Sunday, November 29, 2009
Catch a Tiger by the Toe
-I know what really happened to Tiger Woods.
--A bunch of you people out there think that he got drunk--or stoned--and is trying to cover it up.
---Others think he got into an argument with his wife, the Swedish Barbie Doll, and was so pissed off, that he crashed the car.
Here's what happened:
1) FACT: Tiger Woods is half Thai. The sports world make a big deal out of the fact that he's African-American, and good at golf. They conveniently ignore his mom, who his dad met during the Vietnam War.
2) FACT: There are lots of Thai restaurants in the U.S.
----CONCLUSION: Tiger wasn't drunk, and he didn't have an argument with his wife. He was delivering Thai take-out.
-----THINK ABOUT IT: Yeah, he's rich, but where does all that money come from? Golf? Come on. Golf pays okay, but Tiger's a smart guy. He did what the other smart sports guys do. They know that the career will last only so long, so they invest their money into restaurants, car dealerships, and laundromats. The Mercedes? The TAG-Heuer watch? The Germans and the Swiss give him those things for free, so that they can get some product placement. Next time you watch NCIS, note that all of the men wear Omega dive watches, and everybody drinks Maker's Mark. Last year they all drank Wild Turkey.

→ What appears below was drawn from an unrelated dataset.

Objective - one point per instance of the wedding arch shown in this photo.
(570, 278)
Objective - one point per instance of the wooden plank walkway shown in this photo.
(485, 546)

------THE ANSWER: Tiger got a frantic call from one of the Thai restaurants that he owns. The driver, Hihetetlenulhosszuthaifoldinevemvan, called in sick, and nobody was available to deliver Shaq's order of Pad-See-Yew (Shaquille O'Neil lives in Tiger's gated community). Sleepy, Tiger backed into the fire hydrant, knocking over the food, causing that flimsy little plastic lid to pop off the Rooster Hot Sauce, instantly filling the Escalade with noxious fumes, rendering him unconscious. This explains his incoherent state when the cops arrived.